A non-artistic visualization of databases, pipelines, etc. Caption reads Navigating the Challenges of CI/CD for Relational Databases

Everyone seems to want agility, and the DevOps movement has provided tools and practices to enable this. While the tools available today are wonderful, there remain unique challenges when it comes to delivering code changes that also include database changes.

I’ve been building database pipelines on-and-off for over 20 years now. The tools have may have changed but the core principles have not. It would be trivial to write a talk, essay or blog post that was just a tour of syntax and an entertaining summarization of the documentation. You don’t need me to read the docs only to regurgitate them for you into prose or PowerPoint. Instead, I’m going to take a holistic approach that encompasses mindset, skillset, and toolset. What I hope will make this work stand apart from similar content out there is I will be writing from the perspective of a (recovering) DBA and share vital insights that are more relevant than ever.

The Reluctant DBA

I never wanted to become a DBA, that was never a career goal for me. In fact, in high school I took a career aptitude test and one of the top 5 options it spat out was “Database Administrator.” I immediately crossed that off my list because it sounded terrible yet, a mere six years later my career my official title was Database Administrator and that was my job. Although I am not a DBA anymore, the skills I developed have been my ace-in-the-hole for my entire 25 year career and that will continue for the foreseeable future. What I will teach you in this post will be your ace-in-the-hole as you drive more agility in your teams and organizations.

My first job involved building a data-intensive client-server application. Out of convenience we placed a lot of the business logic in the database layer. There are, of course, notable trade-offs to this approach but in this context it was generally a worthwhile trade-off. The two driving factors were as follows:

First, it was more efficient at that scale. Pushing computation closer to the data induced network efficiency; virtually every domain workflow involved making an atomic change to database state that involved inserting, updating, and/or deleting multiple records. It just didn’t make sense to pull all that data to the client, perform a bunch of manipulations to that data, then push it back when a single call to a stored procedure would accomplish the same thing without latency and consistency issues.

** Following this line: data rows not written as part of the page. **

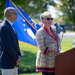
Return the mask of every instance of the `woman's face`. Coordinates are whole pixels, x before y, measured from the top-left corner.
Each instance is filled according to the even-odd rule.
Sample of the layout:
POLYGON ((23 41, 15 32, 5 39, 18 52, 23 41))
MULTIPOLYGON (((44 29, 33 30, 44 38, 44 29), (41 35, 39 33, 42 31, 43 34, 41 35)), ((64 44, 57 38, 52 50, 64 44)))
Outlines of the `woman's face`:
POLYGON ((50 27, 52 25, 52 22, 53 18, 51 16, 45 16, 42 18, 42 23, 44 24, 44 26, 50 27))

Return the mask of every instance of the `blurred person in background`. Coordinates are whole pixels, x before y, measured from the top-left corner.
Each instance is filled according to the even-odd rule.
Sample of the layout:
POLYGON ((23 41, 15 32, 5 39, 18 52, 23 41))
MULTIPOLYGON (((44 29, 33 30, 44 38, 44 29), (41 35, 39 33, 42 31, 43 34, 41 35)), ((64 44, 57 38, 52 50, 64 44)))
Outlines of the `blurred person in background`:
POLYGON ((21 52, 13 23, 17 19, 16 10, 8 7, 4 10, 4 21, 0 24, 1 71, 2 75, 18 75, 21 52))

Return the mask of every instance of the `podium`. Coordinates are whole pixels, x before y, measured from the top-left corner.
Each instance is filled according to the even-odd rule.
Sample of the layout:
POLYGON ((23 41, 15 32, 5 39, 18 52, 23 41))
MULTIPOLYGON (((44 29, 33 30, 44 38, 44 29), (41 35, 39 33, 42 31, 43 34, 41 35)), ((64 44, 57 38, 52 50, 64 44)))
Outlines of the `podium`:
POLYGON ((75 75, 75 48, 55 57, 55 75, 75 75))

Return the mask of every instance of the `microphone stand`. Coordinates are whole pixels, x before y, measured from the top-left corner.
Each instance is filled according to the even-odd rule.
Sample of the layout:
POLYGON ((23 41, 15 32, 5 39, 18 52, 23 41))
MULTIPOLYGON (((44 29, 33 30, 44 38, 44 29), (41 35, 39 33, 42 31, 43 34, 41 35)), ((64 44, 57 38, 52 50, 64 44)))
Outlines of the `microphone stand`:
MULTIPOLYGON (((60 51, 60 49, 59 49, 59 40, 58 40, 58 35, 60 34, 60 33, 58 33, 58 26, 56 26, 56 39, 57 39, 57 51, 60 51)), ((62 34, 62 38, 63 38, 63 34, 62 34)), ((61 38, 61 40, 60 40, 60 44, 61 44, 61 41, 62 41, 62 38, 61 38)))

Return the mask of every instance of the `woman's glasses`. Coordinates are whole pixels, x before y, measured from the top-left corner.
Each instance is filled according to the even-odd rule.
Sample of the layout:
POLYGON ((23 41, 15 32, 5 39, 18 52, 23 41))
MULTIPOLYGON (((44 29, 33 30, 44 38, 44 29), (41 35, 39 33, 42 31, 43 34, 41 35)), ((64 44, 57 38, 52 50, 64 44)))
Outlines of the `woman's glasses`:
POLYGON ((42 20, 53 20, 53 18, 42 18, 42 20))

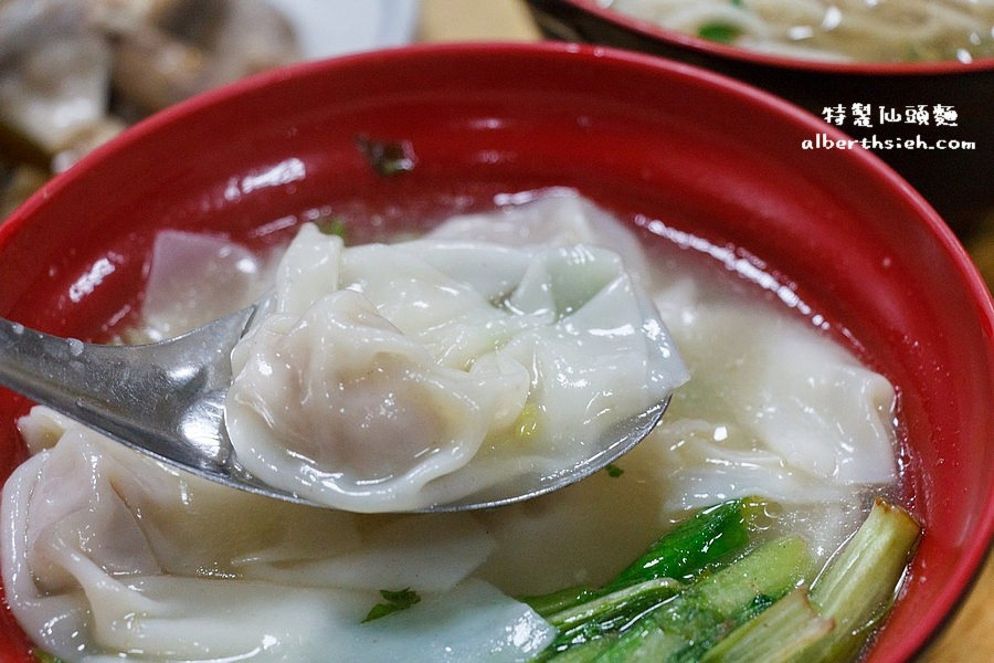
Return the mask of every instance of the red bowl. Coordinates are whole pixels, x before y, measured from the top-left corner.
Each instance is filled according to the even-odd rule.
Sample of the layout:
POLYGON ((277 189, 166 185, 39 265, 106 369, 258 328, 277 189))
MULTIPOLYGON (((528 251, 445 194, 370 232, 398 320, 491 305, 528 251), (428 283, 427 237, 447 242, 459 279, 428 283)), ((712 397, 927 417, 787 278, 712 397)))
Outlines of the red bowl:
POLYGON ((970 64, 815 62, 757 53, 666 30, 606 9, 595 0, 527 2, 538 27, 553 39, 631 49, 696 64, 762 87, 815 115, 842 104, 848 114, 842 128, 854 138, 866 139, 958 232, 969 234, 994 212, 994 169, 990 164, 994 57, 970 64), (875 117, 873 127, 853 124, 848 109, 854 103, 869 105, 875 117), (909 106, 920 105, 954 108, 956 126, 935 126, 933 120, 929 125, 880 124, 877 119, 880 109, 903 114, 909 106), (888 139, 893 141, 890 146, 886 145, 888 139), (974 143, 975 148, 926 149, 919 139, 933 147, 939 140, 958 140, 974 143), (911 140, 913 146, 893 147, 898 140, 911 140))
MULTIPOLYGON (((381 232, 565 185, 641 223, 648 243, 664 240, 647 220, 697 233, 764 265, 899 389, 903 492, 926 535, 870 660, 905 661, 960 600, 994 529, 994 308, 953 234, 876 157, 800 148, 825 131, 843 138, 740 83, 605 49, 304 64, 171 108, 47 183, 0 227, 0 315, 108 336, 133 319, 163 228, 265 245, 315 210, 381 232), (408 141, 416 166, 374 173, 360 137, 408 141)), ((3 475, 24 456, 13 421, 27 407, 0 392, 3 475)), ((9 618, 0 640, 0 659, 28 660, 9 618)))

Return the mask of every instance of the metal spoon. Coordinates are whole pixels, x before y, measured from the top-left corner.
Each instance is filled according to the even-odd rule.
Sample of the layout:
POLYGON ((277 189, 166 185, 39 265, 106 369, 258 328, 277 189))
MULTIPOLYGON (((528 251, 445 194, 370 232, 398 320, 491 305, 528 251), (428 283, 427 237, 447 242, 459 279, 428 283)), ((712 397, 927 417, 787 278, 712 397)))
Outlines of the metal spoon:
MULTIPOLYGON (((162 343, 86 344, 0 318, 0 385, 142 453, 204 478, 299 504, 321 506, 241 469, 224 427, 230 355, 256 306, 162 343)), ((487 508, 528 499, 603 469, 659 421, 669 399, 611 428, 589 457, 553 476, 522 474, 425 512, 487 508)))

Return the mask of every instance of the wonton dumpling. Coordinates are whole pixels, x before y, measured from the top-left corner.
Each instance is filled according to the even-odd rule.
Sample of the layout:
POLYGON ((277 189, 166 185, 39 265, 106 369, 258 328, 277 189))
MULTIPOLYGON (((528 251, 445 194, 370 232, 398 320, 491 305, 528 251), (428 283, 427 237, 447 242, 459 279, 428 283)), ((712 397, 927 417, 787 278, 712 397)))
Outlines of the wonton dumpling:
POLYGON ((750 494, 838 503, 895 480, 886 378, 799 320, 706 302, 688 280, 656 302, 688 365, 708 367, 691 368, 653 434, 672 508, 750 494))
POLYGON ((360 523, 176 472, 44 408, 21 428, 39 451, 3 490, 3 587, 62 660, 511 663, 554 635, 470 577, 493 541, 468 514, 360 523), (404 587, 422 601, 362 623, 404 587))
POLYGON ((648 296, 594 246, 343 249, 307 225, 262 317, 232 354, 239 461, 356 512, 557 474, 686 378, 648 296))

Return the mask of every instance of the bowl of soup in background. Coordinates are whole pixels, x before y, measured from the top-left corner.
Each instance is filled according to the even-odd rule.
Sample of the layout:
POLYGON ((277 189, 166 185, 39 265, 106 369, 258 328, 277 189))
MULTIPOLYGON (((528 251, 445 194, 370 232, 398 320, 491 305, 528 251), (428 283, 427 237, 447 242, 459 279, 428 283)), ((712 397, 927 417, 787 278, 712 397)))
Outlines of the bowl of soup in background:
MULTIPOLYGON (((45 185, 0 227, 0 316, 110 338, 140 308, 162 229, 265 249, 316 214, 376 236, 574 188, 649 248, 700 238, 764 274, 761 296, 793 303, 789 315, 896 386, 898 492, 924 535, 869 660, 905 661, 967 590, 994 530, 994 308, 939 215, 867 151, 801 148, 819 131, 844 139, 743 84, 611 49, 436 45, 308 63, 166 110, 45 185), (370 146, 402 167, 382 168, 370 146)), ((14 422, 28 407, 0 393, 3 476, 25 457, 14 422)), ((27 651, 4 612, 0 654, 27 651)))
MULTIPOLYGON (((747 11, 732 4, 737 3, 729 3, 731 11, 747 11)), ((961 235, 969 235, 994 210, 994 171, 990 167, 994 56, 990 52, 971 62, 825 61, 789 51, 733 46, 716 41, 730 39, 721 30, 705 39, 666 29, 646 14, 623 12, 604 1, 528 0, 528 6, 547 36, 704 66, 822 116, 853 138, 865 140, 961 235), (859 106, 856 113, 854 105, 859 106), (955 117, 950 117, 949 110, 955 112, 955 117)), ((642 6, 651 7, 652 0, 642 6)), ((991 30, 994 25, 987 25, 988 51, 991 30)), ((743 125, 742 130, 748 127, 743 125)), ((825 143, 815 143, 812 149, 837 148, 825 143)))

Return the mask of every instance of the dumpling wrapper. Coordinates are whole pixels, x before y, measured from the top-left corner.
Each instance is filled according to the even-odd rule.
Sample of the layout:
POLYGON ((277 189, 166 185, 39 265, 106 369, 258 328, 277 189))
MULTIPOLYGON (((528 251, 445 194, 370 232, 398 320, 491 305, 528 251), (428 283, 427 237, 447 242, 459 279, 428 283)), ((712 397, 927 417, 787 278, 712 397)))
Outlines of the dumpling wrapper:
POLYGON ((438 240, 346 249, 314 225, 284 255, 269 312, 232 367, 225 421, 239 462, 355 512, 415 511, 558 475, 687 377, 611 251, 438 240))
POLYGON ((360 523, 177 473, 44 408, 21 427, 36 453, 3 490, 3 587, 62 660, 511 663, 554 636, 470 577, 493 541, 468 514, 360 523), (362 623, 405 587, 417 604, 362 623))

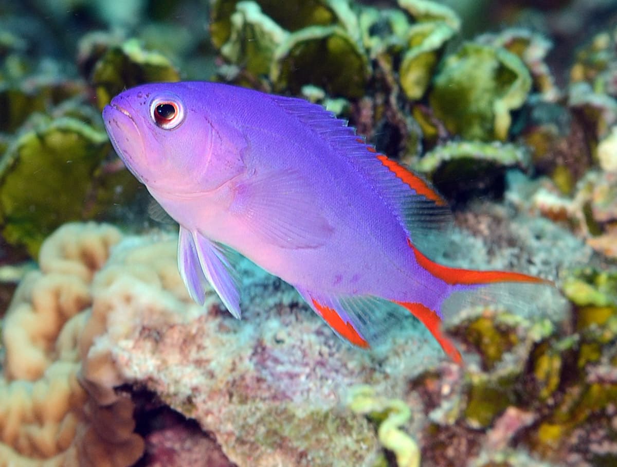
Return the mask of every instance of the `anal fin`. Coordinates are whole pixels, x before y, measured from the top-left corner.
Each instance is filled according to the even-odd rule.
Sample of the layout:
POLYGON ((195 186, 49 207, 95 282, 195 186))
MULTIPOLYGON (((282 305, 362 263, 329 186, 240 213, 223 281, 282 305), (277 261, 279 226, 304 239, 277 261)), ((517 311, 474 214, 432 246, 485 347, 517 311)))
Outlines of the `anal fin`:
POLYGON ((444 352, 453 362, 459 365, 463 363, 463 358, 461 357, 460 352, 458 352, 452 341, 442 332, 441 318, 436 312, 420 303, 396 301, 394 301, 394 303, 406 308, 417 318, 433 334, 435 340, 444 349, 444 352))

Second, it eliminated a lot of day-to-day deployment complexity. With a fat-client installed on dozens or hundreds of computers it was generally easier to patch a stored procedure once than update all of those clients. Client deployment didn’t go away, but they became relatively rare.

The consequence of these facts is I became reasonably skilled with SQL. As a language, SQL is relatively simple; the syntax can be learned in a matter of hours but to be truly effective, the paradigms must be understood as well.

Because I divided my time almost equally between the code and the database, management and administration just became part of my job. It was a time when the stack was simple enough that one could style oneself as a “full stack developer” with sincerity.

One or two jobs later, I found myself in an organization where my initial model no longer fit. We were still building fat-client applications but the original developers and current maintainers were much more comfortable in the code space; the database side was simply a necessary evil. In that organization, I was not only most proficient with the DBMS, but I was also perfectly happy to work in that space. I became the de-facto subject matter expert (SME).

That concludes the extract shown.